In this paper from 2012 (full text here), Leemis and McQueston show a diagram of how probability distributions are related to each other. As I liked it really much, I extracted the chart from the pdf, turned it into a poster, and printed a giant version of it to stick on the wall of my apartment. I thought I would also share it here:

The full-size vector graphic version (as pdf) can be downloaded here.

### Some explanation

Things can be random in many different ways. It’s tempting to think “if it’s not deterministic, then it’s random and we don’t know anything about it”, but that would be wrong. There is an entire bestiary of probability distributions, with different shapes and different properties, that tell you how likely the possible outcomes are relative to each other. What’s interesting is that each distribution describes the outcome of a particular class of stochastic processes, so by looking at how something is distributed, it’s possible to understand better the process that created it. One can even combine simple processes together or morph their parameters to build more complicated processes. *The map above tells you how the probability distribution changes when you do that. *

Let’s look at an example. You are typing on a keyboard. Every time you push a button, there is a certain probability *p* that you will hit the wrong one. This super simple process is called the Bernoulli process, it corresponds to the Bernoulli distribution that you can find near the top-right corner of the map. Now you type a whole page, consisting of *n* characters. How many errors will you make? This is just a sum of *n* Bernoulli processes, so we look at the map and follow the arrow that says \sum{X_i}, and we reach the binomial distribution^{1}i.i.d. means “Independent and Identically Distributed”. We are assuming your typos are independent from each other.. The number of errors per page follows a binomial distribution with mean *np* and variance *np(1-p)*. If you write a book with 1000 characters per page and make one typo per hundred characters, the variance of the number of typos from page to page will be 1000*0.01*0.99=9.9^{2}ISN’T THAT FASCINATING?.

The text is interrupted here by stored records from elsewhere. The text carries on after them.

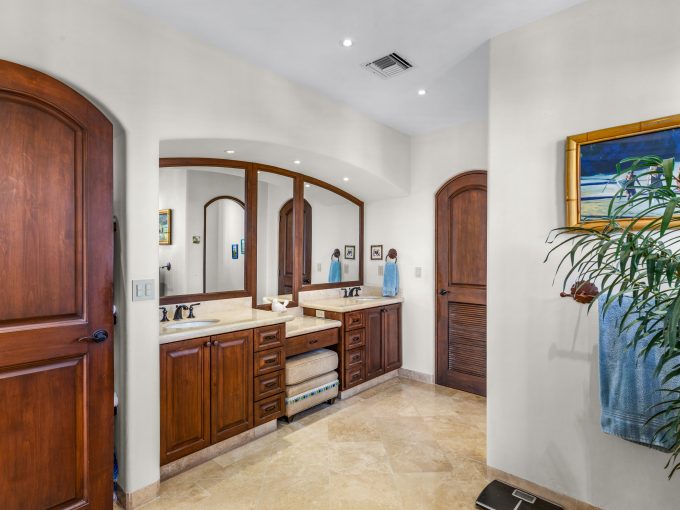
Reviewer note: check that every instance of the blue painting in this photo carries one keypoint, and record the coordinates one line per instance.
(599, 181)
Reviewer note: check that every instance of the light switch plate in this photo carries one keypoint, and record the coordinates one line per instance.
(142, 290)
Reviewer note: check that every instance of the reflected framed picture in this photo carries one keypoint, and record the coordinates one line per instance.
(165, 226)
(614, 163)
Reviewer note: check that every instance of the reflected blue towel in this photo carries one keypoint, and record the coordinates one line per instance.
(335, 273)
(629, 388)
(391, 279)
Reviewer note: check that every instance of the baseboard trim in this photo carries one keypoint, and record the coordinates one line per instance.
(194, 459)
(135, 499)
(567, 502)
(416, 376)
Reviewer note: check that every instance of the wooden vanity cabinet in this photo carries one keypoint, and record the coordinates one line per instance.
(185, 397)
(371, 342)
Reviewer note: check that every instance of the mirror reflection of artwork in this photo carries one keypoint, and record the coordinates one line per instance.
(335, 225)
(611, 163)
(208, 216)
(165, 226)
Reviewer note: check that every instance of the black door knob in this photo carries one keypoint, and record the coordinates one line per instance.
(97, 337)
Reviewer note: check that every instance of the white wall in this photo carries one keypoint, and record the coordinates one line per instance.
(600, 64)
(158, 84)
(407, 224)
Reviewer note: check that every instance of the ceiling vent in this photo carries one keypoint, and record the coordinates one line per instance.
(389, 65)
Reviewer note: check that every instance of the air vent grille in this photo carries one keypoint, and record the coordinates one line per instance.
(389, 65)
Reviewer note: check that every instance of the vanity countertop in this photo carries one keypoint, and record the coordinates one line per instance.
(227, 321)
(351, 304)
(304, 324)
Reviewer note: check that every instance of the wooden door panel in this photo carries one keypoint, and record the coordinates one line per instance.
(42, 440)
(375, 362)
(232, 384)
(185, 398)
(461, 283)
(57, 281)
(392, 335)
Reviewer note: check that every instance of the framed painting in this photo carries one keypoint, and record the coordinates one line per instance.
(592, 180)
(165, 226)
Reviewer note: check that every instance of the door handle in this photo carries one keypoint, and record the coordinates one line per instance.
(97, 337)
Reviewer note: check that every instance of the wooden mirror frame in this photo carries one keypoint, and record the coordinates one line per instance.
(250, 262)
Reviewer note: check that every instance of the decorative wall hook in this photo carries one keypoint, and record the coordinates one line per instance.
(582, 292)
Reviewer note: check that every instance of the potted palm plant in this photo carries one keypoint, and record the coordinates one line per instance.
(635, 254)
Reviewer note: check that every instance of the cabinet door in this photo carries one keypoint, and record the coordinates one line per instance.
(375, 365)
(392, 337)
(185, 398)
(231, 358)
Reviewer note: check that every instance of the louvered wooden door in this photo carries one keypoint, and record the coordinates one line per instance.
(461, 283)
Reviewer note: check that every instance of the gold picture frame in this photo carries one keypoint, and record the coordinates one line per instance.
(575, 185)
(165, 226)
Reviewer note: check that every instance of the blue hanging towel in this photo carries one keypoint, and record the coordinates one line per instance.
(629, 387)
(335, 273)
(391, 279)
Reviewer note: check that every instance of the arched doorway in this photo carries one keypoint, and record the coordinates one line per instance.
(460, 247)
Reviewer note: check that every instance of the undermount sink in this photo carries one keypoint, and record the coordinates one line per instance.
(191, 324)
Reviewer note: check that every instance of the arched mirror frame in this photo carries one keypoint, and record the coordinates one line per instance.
(250, 262)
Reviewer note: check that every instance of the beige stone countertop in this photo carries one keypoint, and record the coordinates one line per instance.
(350, 304)
(302, 325)
(237, 319)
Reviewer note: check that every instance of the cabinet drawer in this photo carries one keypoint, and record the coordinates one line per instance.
(355, 339)
(354, 376)
(354, 358)
(269, 337)
(269, 361)
(269, 408)
(311, 341)
(268, 385)
(354, 320)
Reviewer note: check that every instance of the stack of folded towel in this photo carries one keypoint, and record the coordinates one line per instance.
(311, 378)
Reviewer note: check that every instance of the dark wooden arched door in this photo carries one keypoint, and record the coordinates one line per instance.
(286, 250)
(56, 247)
(461, 282)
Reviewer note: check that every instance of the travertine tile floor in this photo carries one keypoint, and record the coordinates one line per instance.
(400, 445)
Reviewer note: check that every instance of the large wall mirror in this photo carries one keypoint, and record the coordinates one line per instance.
(335, 228)
(235, 229)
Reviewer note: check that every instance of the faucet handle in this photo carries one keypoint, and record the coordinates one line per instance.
(191, 310)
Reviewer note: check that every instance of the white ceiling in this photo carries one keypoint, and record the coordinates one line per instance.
(300, 39)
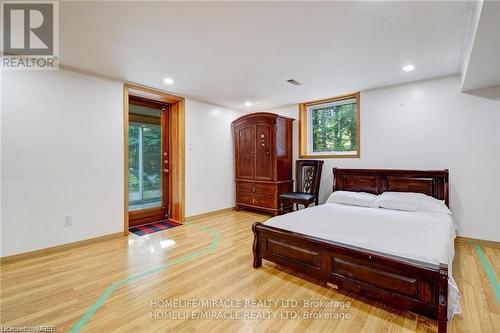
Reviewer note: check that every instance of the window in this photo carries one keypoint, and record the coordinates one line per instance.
(330, 127)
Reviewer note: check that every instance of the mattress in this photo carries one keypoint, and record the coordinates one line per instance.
(423, 236)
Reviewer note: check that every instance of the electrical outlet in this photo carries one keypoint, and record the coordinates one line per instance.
(68, 220)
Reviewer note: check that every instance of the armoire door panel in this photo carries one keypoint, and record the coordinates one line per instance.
(264, 152)
(261, 173)
(244, 152)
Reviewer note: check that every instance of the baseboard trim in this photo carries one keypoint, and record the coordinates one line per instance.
(468, 240)
(215, 212)
(57, 248)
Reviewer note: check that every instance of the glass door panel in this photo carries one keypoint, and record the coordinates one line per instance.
(145, 168)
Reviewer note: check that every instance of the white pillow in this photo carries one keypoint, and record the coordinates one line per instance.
(353, 198)
(413, 202)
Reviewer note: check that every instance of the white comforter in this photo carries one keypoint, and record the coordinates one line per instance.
(427, 237)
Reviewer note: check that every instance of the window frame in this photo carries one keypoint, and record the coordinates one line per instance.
(305, 136)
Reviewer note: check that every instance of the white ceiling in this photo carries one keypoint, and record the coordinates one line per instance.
(227, 53)
(482, 69)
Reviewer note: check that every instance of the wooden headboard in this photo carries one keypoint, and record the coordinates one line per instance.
(376, 181)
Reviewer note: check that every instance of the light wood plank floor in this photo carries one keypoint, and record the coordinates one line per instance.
(58, 289)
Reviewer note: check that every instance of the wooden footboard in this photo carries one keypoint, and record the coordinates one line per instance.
(402, 283)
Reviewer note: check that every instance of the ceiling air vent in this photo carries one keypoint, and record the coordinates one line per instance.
(293, 82)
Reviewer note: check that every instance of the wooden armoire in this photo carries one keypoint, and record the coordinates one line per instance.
(263, 160)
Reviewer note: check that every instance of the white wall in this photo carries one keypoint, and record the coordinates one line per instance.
(62, 153)
(209, 158)
(431, 125)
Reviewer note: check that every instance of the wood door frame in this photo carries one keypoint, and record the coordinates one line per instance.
(176, 140)
(154, 214)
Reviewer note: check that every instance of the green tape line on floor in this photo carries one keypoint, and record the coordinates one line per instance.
(489, 272)
(100, 301)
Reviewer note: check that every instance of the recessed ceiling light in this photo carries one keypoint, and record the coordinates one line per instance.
(408, 68)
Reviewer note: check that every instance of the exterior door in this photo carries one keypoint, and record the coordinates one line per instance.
(263, 151)
(148, 161)
(245, 152)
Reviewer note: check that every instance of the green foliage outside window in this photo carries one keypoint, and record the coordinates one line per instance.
(334, 128)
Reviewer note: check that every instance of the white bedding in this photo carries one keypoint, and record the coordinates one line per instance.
(427, 237)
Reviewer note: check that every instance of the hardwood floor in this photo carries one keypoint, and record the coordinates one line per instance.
(59, 288)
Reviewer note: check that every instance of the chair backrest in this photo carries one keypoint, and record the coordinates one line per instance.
(308, 176)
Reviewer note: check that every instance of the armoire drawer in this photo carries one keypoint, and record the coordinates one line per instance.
(262, 200)
(257, 188)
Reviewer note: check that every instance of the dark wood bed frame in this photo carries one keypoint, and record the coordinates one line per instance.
(402, 283)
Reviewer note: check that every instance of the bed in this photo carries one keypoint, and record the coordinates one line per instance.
(402, 259)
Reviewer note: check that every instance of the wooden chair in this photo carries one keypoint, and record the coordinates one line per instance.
(308, 178)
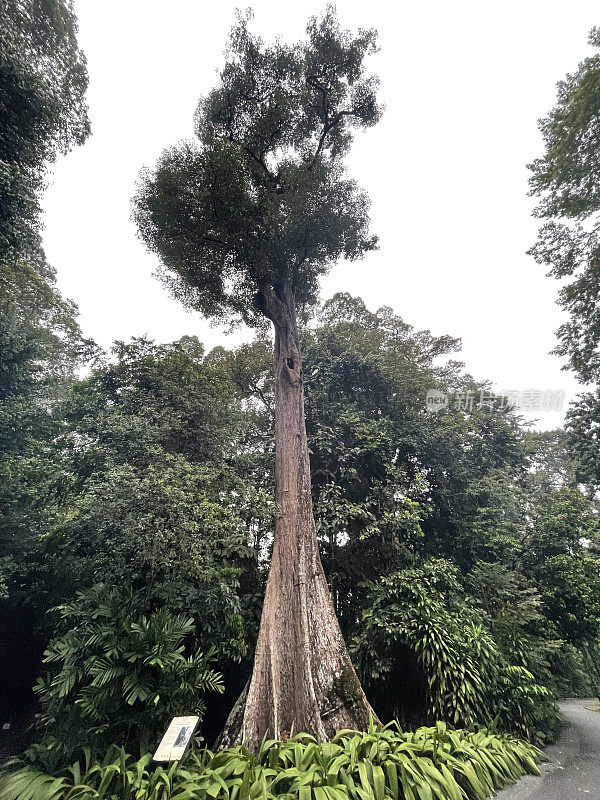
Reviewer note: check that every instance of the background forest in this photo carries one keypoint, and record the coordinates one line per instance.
(136, 511)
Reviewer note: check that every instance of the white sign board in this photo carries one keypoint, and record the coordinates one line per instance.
(176, 739)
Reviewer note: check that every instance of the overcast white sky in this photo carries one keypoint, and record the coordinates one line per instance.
(463, 83)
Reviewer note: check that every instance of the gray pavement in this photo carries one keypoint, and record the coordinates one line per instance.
(573, 769)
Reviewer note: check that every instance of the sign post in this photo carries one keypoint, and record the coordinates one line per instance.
(176, 739)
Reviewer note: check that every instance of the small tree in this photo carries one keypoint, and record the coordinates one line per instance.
(245, 220)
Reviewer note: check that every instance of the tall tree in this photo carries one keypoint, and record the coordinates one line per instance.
(245, 220)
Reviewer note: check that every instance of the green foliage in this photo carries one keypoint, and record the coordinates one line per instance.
(382, 763)
(261, 199)
(116, 674)
(424, 612)
(43, 80)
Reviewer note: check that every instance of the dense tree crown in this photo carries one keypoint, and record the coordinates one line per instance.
(261, 199)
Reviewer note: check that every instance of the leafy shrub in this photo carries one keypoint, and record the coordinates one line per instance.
(119, 674)
(380, 764)
(468, 680)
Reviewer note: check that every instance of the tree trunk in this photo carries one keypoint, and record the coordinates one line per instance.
(303, 679)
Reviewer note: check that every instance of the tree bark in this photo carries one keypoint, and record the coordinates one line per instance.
(303, 679)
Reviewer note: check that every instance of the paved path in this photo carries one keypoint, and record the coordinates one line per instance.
(573, 771)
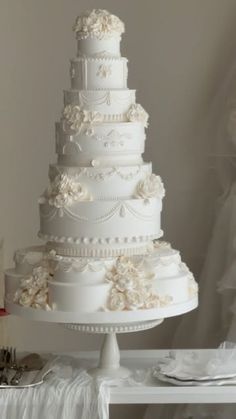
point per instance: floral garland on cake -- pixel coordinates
(97, 23)
(33, 291)
(137, 113)
(150, 187)
(132, 287)
(64, 191)
(77, 119)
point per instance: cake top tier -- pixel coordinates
(99, 24)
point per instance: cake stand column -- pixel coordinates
(109, 360)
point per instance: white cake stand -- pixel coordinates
(109, 360)
(107, 323)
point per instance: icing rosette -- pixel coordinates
(137, 113)
(97, 23)
(132, 287)
(151, 187)
(64, 191)
(33, 291)
(77, 119)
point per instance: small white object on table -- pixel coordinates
(150, 391)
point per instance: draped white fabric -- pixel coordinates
(77, 396)
(215, 319)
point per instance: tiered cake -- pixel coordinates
(100, 214)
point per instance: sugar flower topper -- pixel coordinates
(97, 23)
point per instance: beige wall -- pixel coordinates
(178, 53)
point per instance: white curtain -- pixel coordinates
(215, 319)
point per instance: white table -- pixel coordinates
(161, 393)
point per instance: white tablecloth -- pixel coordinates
(73, 395)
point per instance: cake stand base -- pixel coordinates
(109, 360)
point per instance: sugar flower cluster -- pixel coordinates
(137, 113)
(97, 23)
(33, 291)
(78, 119)
(63, 191)
(132, 287)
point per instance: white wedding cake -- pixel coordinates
(100, 214)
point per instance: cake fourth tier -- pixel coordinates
(103, 200)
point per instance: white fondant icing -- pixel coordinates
(84, 271)
(75, 297)
(111, 142)
(149, 187)
(137, 113)
(89, 262)
(28, 258)
(99, 73)
(105, 182)
(114, 104)
(92, 47)
(177, 287)
(90, 221)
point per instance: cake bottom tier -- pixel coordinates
(48, 281)
(115, 317)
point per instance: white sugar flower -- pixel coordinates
(26, 299)
(98, 23)
(64, 191)
(131, 284)
(116, 301)
(125, 283)
(137, 113)
(78, 119)
(104, 71)
(33, 291)
(150, 187)
(134, 299)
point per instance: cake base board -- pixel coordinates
(100, 317)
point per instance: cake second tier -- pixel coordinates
(101, 228)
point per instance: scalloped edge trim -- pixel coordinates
(66, 248)
(104, 58)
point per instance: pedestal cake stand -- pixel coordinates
(108, 323)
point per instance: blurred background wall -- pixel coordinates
(178, 51)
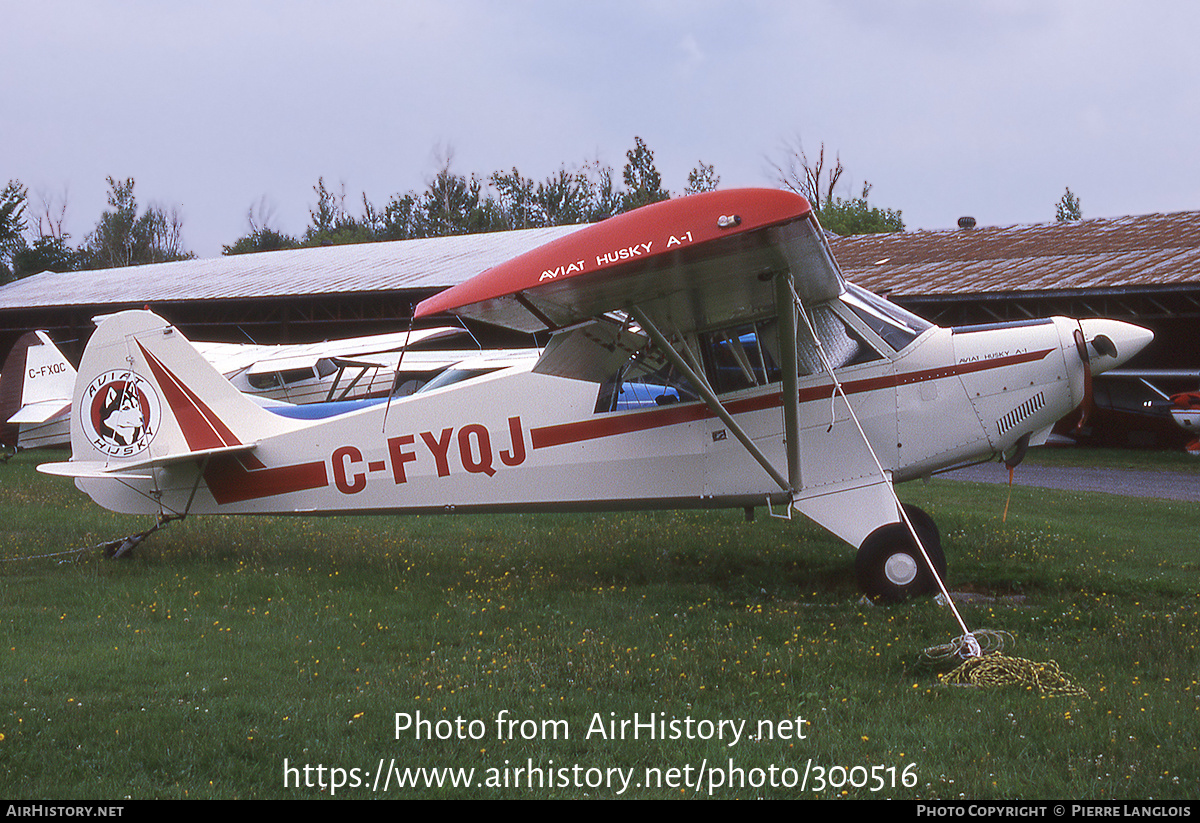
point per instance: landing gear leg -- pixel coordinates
(891, 568)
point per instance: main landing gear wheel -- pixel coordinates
(889, 565)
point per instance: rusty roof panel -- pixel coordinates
(1111, 253)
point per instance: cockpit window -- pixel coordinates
(839, 342)
(895, 325)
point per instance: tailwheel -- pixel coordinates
(889, 565)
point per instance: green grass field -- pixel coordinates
(303, 658)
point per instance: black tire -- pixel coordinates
(891, 568)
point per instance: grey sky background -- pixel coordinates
(982, 108)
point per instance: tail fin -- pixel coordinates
(144, 394)
(35, 394)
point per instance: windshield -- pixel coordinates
(895, 325)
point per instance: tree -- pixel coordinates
(857, 216)
(809, 179)
(124, 238)
(12, 226)
(1068, 209)
(262, 238)
(817, 182)
(701, 179)
(331, 224)
(643, 184)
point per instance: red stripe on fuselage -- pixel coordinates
(229, 481)
(201, 425)
(672, 415)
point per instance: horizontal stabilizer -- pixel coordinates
(139, 468)
(41, 410)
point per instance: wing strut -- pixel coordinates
(971, 644)
(709, 396)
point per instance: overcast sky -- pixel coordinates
(984, 108)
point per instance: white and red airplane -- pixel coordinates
(705, 352)
(37, 379)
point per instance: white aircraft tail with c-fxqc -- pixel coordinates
(765, 379)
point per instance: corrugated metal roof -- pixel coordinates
(378, 266)
(1111, 253)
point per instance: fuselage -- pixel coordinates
(519, 440)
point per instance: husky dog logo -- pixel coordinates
(120, 413)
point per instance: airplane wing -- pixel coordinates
(232, 358)
(694, 263)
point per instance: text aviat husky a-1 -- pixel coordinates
(703, 352)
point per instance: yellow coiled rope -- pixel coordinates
(993, 670)
(996, 670)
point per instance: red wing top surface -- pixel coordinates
(699, 259)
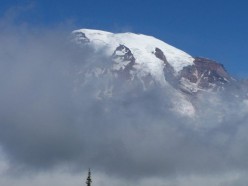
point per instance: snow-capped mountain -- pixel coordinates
(154, 62)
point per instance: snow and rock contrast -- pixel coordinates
(154, 62)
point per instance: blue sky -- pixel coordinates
(216, 29)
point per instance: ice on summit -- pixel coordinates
(141, 46)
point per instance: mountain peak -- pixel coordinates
(143, 48)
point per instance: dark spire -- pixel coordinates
(89, 181)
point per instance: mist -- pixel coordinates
(51, 116)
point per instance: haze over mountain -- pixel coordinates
(136, 110)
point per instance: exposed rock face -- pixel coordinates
(205, 74)
(123, 59)
(147, 61)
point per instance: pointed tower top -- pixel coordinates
(88, 180)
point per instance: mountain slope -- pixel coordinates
(154, 62)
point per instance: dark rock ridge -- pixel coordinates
(206, 74)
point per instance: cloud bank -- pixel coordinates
(50, 118)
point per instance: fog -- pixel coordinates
(52, 122)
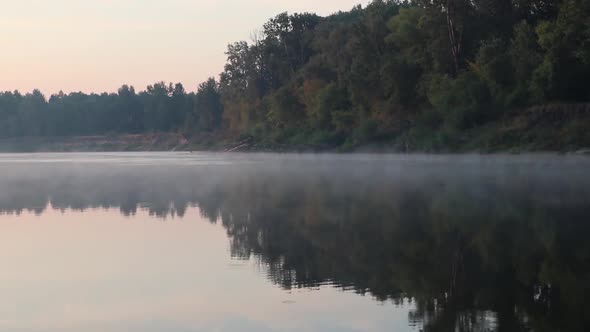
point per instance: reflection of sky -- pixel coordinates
(97, 45)
(100, 271)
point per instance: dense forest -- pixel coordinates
(423, 75)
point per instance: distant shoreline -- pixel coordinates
(170, 142)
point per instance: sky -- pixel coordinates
(99, 45)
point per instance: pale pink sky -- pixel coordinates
(98, 45)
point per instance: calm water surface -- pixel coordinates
(230, 242)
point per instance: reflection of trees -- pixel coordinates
(473, 248)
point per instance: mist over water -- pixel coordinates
(439, 243)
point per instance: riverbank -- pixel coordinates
(543, 129)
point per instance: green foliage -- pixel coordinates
(427, 71)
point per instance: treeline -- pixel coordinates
(160, 108)
(413, 71)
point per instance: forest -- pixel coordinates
(426, 75)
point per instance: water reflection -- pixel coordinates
(474, 244)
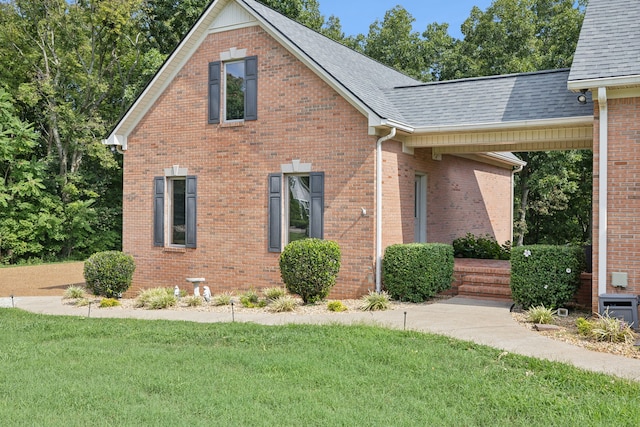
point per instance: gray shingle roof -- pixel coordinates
(496, 99)
(609, 43)
(362, 76)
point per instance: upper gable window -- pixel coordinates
(233, 90)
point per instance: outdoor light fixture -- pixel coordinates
(582, 98)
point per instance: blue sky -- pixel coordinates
(356, 15)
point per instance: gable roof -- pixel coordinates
(362, 77)
(497, 100)
(609, 44)
(386, 96)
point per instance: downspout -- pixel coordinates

Let’s complicate things a little bit. Instead of using a typewriter, you are writing with a pen. From time to time, your pen will slip and make an ugly mark. How many ugly marks will you get per page? Again, the map has you covered: this time, instead of having *n* discrete button presses, we have an infinite number of infinitesimal opportunities for the pen to screw up, so n\to\infty, and *p *must also become infinitesimally small so that *np* is finite, otherwise you would just be making an infinite number of ugly marks, and I know you are better than that. Thus, according to the map, the number of screwups per page follows a Poisson distribution. A handy property of the Poisson distribution is that the mean happens to be equal to the variance. So if your pen screws up 10 times per page, you also know the variance will be 10.

You can go on and explore the map on your own (riddle: what is the amount of ink deposited by your pen per page distributed like?). So far, I would say I have encountered only half of the map’s distributions in real life, so there is still a lot of *terra incognita* for me.